Оно и видно! Назвать ее домашним животным язык не поворачивался. Я посмотрел на Рози. Обычно я сажал ее в кормушку на сено или на перегородку, чтобы она могла посмотреть, как я работаю. Но галлоуэйская корова была малоподходящим для нее обществом.
– Рози, – сказал я, – тут мне негде тебя посадить. Пойди в конец коридора и подожди там в сторонке.
Мы вошли в стойло, и корова начала приплясывать, явно пытаясь вскарабкаться на стенку. Я был приятно удивлен, когда фермеру удалось набросить на нее веревку. Он попятился в угол.
– А вы сумеете ее удержать? – спросил я с сомнением.
– Уж постараюсь, – пропыхтел мистер Биннс. – А эта штука у нее вон там на спине.
Редкий случай! Большой вскрывшийся абсцесс почти у основания хвоста. А хвост все хлестал и хлестал из стороны в сторону – верный признак дурного норова у быков и коров.
Я осторожно провел пальцами по вздутию, и задняя нога, словно подчиняясь врожденному рефлексу, брыкнула меня, косо скользнув по бедру. Я этого ожидал и продолжал исследование.
– И давно у нее это?
Фермер врыл каблуки в пол и судорожно стиснул веревку.
– Да месяца с два. То прорвется, то опять вздуется. Я всякий раз думал, что уже все, но конца что-то не видать. А причина в чем?
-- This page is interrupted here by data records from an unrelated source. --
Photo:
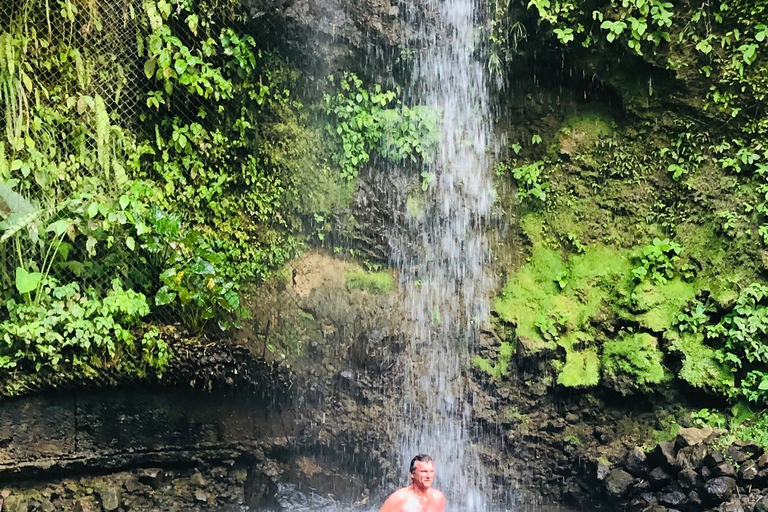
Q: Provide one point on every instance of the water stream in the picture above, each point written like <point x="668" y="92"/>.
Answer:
<point x="442" y="253"/>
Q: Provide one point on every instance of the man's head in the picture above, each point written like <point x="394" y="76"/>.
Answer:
<point x="422" y="471"/>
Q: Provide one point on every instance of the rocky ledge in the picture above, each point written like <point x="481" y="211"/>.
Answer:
<point x="699" y="470"/>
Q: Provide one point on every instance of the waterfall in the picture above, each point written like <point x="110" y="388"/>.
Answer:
<point x="442" y="253"/>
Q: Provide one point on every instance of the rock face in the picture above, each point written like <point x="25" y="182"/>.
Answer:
<point x="229" y="429"/>
<point x="690" y="473"/>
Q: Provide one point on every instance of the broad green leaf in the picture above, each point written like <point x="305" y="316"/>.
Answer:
<point x="27" y="281"/>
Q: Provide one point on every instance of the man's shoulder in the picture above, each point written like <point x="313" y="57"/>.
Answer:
<point x="437" y="495"/>
<point x="402" y="493"/>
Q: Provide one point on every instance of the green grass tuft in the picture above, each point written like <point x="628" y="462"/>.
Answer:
<point x="371" y="282"/>
<point x="634" y="361"/>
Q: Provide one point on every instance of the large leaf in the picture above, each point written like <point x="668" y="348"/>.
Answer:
<point x="27" y="281"/>
<point x="11" y="201"/>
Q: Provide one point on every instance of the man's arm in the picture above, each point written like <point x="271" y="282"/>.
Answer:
<point x="395" y="502"/>
<point x="439" y="500"/>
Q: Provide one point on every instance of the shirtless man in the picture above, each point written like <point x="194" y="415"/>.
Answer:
<point x="419" y="496"/>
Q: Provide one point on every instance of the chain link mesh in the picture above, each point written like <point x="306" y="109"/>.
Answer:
<point x="65" y="56"/>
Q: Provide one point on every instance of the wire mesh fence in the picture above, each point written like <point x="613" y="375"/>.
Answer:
<point x="143" y="145"/>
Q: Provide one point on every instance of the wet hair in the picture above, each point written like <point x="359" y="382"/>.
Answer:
<point x="422" y="457"/>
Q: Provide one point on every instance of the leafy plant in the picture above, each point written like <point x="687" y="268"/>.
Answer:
<point x="78" y="331"/>
<point x="658" y="261"/>
<point x="195" y="286"/>
<point x="528" y="178"/>
<point x="366" y="121"/>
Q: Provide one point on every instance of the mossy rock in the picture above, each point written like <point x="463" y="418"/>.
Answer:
<point x="372" y="282"/>
<point x="700" y="367"/>
<point x="633" y="363"/>
<point x="659" y="304"/>
<point x="581" y="369"/>
<point x="501" y="366"/>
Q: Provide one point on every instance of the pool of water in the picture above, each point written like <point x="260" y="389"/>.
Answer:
<point x="290" y="498"/>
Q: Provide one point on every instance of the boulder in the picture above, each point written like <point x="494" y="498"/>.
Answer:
<point x="153" y="477"/>
<point x="761" y="505"/>
<point x="720" y="488"/>
<point x="689" y="479"/>
<point x="693" y="436"/>
<point x="655" y="507"/>
<point x="694" y="500"/>
<point x="658" y="478"/>
<point x="109" y="496"/>
<point x="748" y="472"/>
<point x="741" y="451"/>
<point x="724" y="469"/>
<point x="636" y="463"/>
<point x="86" y="505"/>
<point x="15" y="503"/>
<point x="713" y="458"/>
<point x="663" y="455"/>
<point x="673" y="499"/>
<point x="691" y="456"/>
<point x="732" y="505"/>
<point x="617" y="482"/>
– Не знаю, мистер Биннс. Наверное, она каким-то образом поранилась, и в рану попала инфекция. Ну, а отток тут очень плохой. Мне придется удалить много омертвевшей ткани, иначе заживление вообще не начнется.
Я перегнулся через перегородку.
– Рози, пожалуйста, принеси мне ножницы, вату и бутылку с перекисью.
Крохотная фигурка помчалась к машине и скоро вернулась со всем, что мне требовалось.
– Черт подери! – сказал фермер, с удивлением за ней следивший. – А девчушка хорошо разбирается, что у вас там где.
– О, да, – ответил я с улыбкой. – Не стану утверждать, что она может отыскать в багажнике любую вещь, но то, чем я часто пользуюсь, знает как свои пять пальцев.
Я наклонился через перегородку, Рози вручила мне ножницы, вату и бутылку, а потом послушно отошла в дальний конец прохода.